Having said that, I would still like to add my two bit (reminder to myself and others out there possibly interested in the book): check to see the length if more needs to be added–prior to cutting, of course. M was exactly 100cms when I made it, and that’s the size I cut. It’s been about three weeks since I made it, and its already too short. I might add a band in contrasting fabric at the bottom. Two, the sleeve width runs on the side of narrow. This would not, I think matter to a overall skinny kid, but it did for M. This surprised me, since I am so used to sewing for N, and she kind of floats in Japanese patterns. But my over all sense from the tops in this book is that they might not be as broad as in some other books, which is something to keep in mind for future sewing.

And, now over to pants. (I promise we are done with the bicycle photos for some time now.)
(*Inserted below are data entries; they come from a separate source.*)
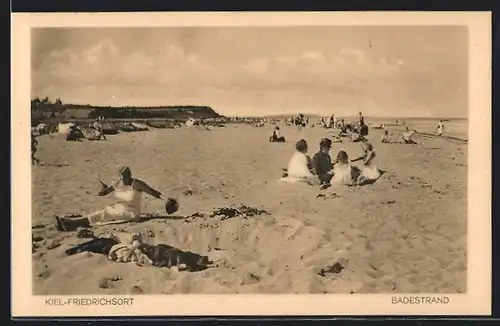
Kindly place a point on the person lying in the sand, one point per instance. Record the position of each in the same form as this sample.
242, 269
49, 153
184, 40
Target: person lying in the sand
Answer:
276, 137
322, 162
127, 190
407, 136
300, 165
370, 169
344, 173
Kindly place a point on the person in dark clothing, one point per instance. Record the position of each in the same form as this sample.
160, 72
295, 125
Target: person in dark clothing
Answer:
276, 137
322, 162
34, 145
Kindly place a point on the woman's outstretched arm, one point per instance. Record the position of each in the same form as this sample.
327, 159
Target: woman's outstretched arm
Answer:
105, 189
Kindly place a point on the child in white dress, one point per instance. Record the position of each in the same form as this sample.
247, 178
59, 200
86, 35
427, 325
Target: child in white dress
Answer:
344, 173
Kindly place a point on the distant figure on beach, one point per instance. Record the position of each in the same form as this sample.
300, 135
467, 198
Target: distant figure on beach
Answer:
99, 132
361, 121
370, 171
343, 172
276, 137
73, 133
356, 137
331, 122
408, 136
34, 145
300, 166
322, 162
127, 190
385, 138
440, 128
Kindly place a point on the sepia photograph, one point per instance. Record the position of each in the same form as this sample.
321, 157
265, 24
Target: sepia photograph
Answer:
313, 159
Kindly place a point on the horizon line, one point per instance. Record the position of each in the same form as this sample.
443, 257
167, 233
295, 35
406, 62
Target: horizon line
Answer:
284, 114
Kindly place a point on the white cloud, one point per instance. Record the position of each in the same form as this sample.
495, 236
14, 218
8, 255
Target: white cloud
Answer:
258, 66
105, 63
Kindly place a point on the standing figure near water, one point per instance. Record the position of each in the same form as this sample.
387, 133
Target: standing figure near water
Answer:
127, 190
440, 128
276, 137
34, 145
370, 171
407, 136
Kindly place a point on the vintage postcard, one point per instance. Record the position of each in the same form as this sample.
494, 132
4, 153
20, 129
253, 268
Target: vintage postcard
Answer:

DSC_0165These pants were actually the first thing I made from the book. Titled as “Thai pants” they have again two options: either two side pleats, or a gathered front. I opted for the latter, and it produced a rather cute pair of everyday pants with an elastic waist. They sort of balloon at the waist and then taper to become quite narrow at the ankles.
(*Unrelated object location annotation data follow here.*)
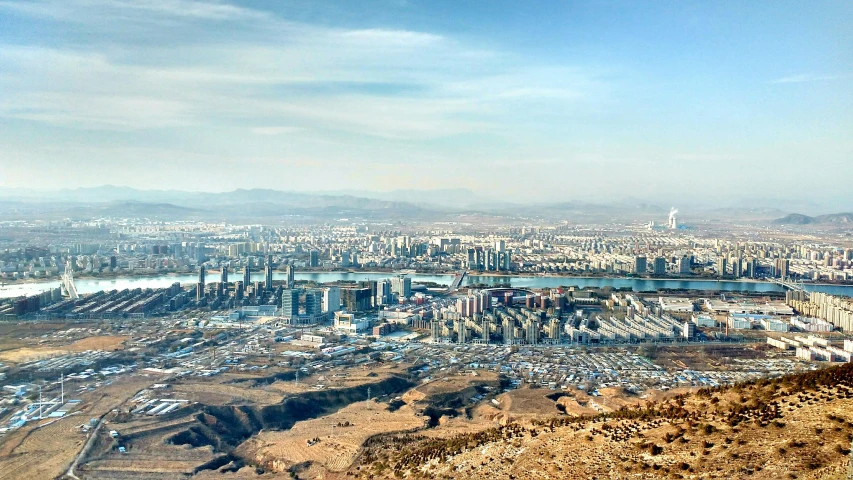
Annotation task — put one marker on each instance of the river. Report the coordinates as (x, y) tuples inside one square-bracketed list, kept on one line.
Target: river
[(91, 285)]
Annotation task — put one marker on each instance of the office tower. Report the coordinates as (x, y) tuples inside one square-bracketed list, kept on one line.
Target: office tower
[(314, 302), (268, 283), (752, 267), (672, 222), (332, 299), (290, 303), (435, 328), (640, 265), (509, 330), (461, 331), (721, 266), (554, 329), (356, 299), (402, 286), (737, 267), (199, 288), (472, 258), (783, 266), (486, 326), (660, 266), (291, 277), (383, 292), (531, 332), (223, 281), (485, 301), (684, 265)]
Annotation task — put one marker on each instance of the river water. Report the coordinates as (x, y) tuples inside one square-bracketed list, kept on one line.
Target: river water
[(91, 285)]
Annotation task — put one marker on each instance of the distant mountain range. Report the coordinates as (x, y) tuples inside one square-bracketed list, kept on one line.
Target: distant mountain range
[(439, 204), (799, 219)]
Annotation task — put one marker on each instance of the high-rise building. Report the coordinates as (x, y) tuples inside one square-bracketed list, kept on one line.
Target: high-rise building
[(722, 265), (356, 299), (314, 302), (383, 292), (461, 331), (672, 222), (268, 283), (508, 329), (223, 281), (435, 328), (783, 268), (640, 267), (199, 288), (332, 299), (290, 303), (660, 266), (401, 285), (737, 267), (531, 332), (684, 265), (554, 329), (752, 268), (291, 277), (486, 327)]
The grey ones are in mangalgiri cotton and the blue fabric is also cotton but slightly stiffer than mangalgiri with less drape. I got both at HP Singh in Nehru place (see here for a write up on Delhi cloth markets).
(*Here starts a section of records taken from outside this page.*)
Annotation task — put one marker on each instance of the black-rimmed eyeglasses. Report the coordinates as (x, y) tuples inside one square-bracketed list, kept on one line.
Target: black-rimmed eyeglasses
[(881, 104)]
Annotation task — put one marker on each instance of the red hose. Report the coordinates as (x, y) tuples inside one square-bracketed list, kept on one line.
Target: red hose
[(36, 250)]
Unfortunately, as I write this, both pants are no longer in use. After a few wears, they both tore at exactly the same place–right near the seam at the crotch. I.e the tear was in the fabric, which meant that they were unrepairable. I am still wondering if I should have cut them on cross grain, without which there was too much stress on the fabric when the boy was playing around and doing leg splits (in imitation of his sister). I had initially loved the look of these, and given their simplicity was planning to make one for N too. Not surprisingly, older sister has refused this pattern! I won’t be making these anytime soon (unless perhaps I find some very small baby to sew for–someone is the 80cms range, who is not quite as rambunctious)! But besides that I need to figure out what went wrong with these. Because they are so cute!

And that’s about it in terms of the book review. Despite the failure with pants, I still like this new addition to my collection of Japanese books. It has a good mix of standards, and for those interested also carries three patterns in adult sizes. And, I do like all the tops I made from it. There are still a few other pants to try, and I definitely want to make the blouse with cuffed sleeves for N. It will be good for cooler weather which I hope comes soon.